生年はよくわからないが、1312年としている文献がある。兄(?)のフョードル・ヴァシーリエヴィチの生年をタティーシチェフが1311年としていたらしいので、そこから出てきた数字かもしれない。
父は1316年以降に死んだが、正確な没年は不明。父の死後ロストーフは、従兄弟のウーグリチ公ユーリイ・アレクサンドロヴィチが継いだらしい。しかしそのユーリイ・アレクサンドロヴィチも、1320年に子なくして死んだ。ロストーフとウーグリチは、フョードルとコンスタンティーンのヴァシーリエヴィチ兄弟が相続した。
1328年は、時系列的な順序はわからないが、コンスタンティーン・ヴァシーリエヴィチにとっては重大な3つの出来事のあった年である。

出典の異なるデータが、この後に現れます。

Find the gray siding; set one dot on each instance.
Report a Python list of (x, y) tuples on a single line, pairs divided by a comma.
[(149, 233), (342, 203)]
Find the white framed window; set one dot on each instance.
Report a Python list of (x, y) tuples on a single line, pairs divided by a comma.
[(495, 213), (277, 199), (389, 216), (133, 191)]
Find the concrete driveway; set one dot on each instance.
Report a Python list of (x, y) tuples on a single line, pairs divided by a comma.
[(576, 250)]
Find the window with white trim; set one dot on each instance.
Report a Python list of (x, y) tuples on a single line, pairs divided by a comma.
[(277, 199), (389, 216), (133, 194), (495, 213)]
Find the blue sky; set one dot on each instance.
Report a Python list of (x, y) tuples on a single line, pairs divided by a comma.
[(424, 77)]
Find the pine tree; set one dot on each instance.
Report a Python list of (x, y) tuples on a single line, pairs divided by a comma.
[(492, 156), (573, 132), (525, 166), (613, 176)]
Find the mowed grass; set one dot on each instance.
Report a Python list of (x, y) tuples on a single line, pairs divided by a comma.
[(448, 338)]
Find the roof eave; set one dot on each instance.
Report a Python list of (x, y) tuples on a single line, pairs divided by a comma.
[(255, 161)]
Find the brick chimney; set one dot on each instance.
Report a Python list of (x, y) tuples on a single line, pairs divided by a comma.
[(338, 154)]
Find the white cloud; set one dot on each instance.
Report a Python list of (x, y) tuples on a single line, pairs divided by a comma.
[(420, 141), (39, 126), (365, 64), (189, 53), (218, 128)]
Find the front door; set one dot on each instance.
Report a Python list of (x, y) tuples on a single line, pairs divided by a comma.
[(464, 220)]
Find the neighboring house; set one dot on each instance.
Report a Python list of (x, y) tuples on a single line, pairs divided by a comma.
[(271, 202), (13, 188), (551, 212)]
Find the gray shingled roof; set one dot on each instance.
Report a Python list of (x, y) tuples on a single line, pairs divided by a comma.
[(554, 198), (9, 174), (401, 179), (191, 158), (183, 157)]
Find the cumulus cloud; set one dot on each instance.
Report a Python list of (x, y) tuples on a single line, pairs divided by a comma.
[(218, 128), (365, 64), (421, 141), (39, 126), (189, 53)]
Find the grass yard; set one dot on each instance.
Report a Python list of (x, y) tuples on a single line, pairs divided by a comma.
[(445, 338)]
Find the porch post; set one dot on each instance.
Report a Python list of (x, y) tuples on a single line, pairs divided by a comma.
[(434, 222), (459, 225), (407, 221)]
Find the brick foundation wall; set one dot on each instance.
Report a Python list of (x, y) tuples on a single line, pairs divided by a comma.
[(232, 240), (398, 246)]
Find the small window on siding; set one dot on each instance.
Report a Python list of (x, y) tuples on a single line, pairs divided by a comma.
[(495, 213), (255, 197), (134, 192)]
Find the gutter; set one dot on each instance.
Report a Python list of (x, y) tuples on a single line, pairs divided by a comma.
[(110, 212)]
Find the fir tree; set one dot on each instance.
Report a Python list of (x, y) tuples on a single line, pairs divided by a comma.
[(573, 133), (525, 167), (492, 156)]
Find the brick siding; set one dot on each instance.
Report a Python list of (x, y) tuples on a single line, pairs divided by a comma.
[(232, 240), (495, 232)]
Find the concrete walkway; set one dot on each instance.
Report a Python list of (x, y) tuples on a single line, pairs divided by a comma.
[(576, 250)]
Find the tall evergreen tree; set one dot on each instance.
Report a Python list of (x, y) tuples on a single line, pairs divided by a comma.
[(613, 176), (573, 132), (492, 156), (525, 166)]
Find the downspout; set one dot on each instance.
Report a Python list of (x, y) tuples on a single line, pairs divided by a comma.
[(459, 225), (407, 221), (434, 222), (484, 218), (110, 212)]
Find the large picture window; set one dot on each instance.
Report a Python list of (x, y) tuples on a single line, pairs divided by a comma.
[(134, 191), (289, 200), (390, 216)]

第一に、ロストーフをフョードル・ヴァシーリエヴィチと分割した。この分割の結果ロストーフ公領がどうなったかよくわからないが、これは都市ロストーフ自体を二分割するものであったらしい。フョードルがスレテンスキイ(ウスレティンスキイ)側(西部)を、コンスタンティーンがボリソグレーブスキイ側(東部)を取った。以後、両系統がロストーフ公を名乗り続けるのでややこしい。
第二に、モスクワ公イヴァン・カリターがウーグリチ公領を買収した。都市ロストーフ自体を分割するという例外的な方法(唯一の例)を採った背景には、ウーグリチを失っていたこともあったのかもしれない。また、イヴァン・カリターはこの年ヴラディーミル大公位とノーヴゴロド公位を獲得しており、言わば権力の絶頂にあった。ウーグリチ公領の売却も、その権威に強要されたのか、それともヴァシーリエヴィチ兄弟が多かれ少なかれ自発的にしたのか、その辺りもよくわからない。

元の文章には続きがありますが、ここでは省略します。